Мне страшно потерять Егора, но и страшно слушать, как он рассуждает о необходимости устроится, как можно лучше. Этим он до боли напоминает мне собственную сестру — ее рассуждения. В такие минуты я четко осознаю, что не нужна ему. Мне горько оттого, но сказать ему — нет, я не могу, потому что знаю, что не смогу без него жить.
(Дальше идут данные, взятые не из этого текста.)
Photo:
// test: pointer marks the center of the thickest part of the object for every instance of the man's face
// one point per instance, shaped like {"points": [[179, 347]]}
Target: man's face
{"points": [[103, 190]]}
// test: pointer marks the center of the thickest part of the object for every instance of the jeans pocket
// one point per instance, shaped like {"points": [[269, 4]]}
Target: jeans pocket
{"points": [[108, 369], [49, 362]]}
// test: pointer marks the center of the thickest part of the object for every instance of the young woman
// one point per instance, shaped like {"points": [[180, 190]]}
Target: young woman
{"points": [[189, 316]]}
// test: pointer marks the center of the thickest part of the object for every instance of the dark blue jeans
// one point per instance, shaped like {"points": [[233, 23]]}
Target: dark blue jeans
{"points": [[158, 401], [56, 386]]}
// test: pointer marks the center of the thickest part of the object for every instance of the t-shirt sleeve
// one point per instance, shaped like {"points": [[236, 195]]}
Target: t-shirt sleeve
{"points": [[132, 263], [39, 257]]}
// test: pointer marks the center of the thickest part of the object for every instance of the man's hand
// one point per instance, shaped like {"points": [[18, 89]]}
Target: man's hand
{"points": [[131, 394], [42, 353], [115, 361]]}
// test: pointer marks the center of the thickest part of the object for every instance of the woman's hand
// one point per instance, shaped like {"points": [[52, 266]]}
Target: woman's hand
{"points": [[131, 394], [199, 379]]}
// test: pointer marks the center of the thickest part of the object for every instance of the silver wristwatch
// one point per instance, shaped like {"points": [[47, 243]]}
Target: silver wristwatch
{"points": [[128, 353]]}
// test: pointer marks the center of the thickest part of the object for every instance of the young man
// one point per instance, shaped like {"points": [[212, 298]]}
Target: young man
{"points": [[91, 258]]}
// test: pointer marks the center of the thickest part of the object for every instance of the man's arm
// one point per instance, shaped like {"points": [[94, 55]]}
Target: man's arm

Я еще надеюсь, что он очнется, поймет, что я тоже представляю, какаю-то ценность, возможно большую, чем связи моего отца. Но для этого нужно время и терпение. Пусть месяц, два, еще один год встреч и общения. Как бы мне не хотелось скорее стать женой Егора, я не хочу быть всего лишь бездушной ступенькой к достижению его цели. Поэтому откладываю, оттягиваю его сватовство, и вижу, как он злится, не понимая причины отказов, и боюсь что бросит, передумает, и понимаю, что этого не произойдет.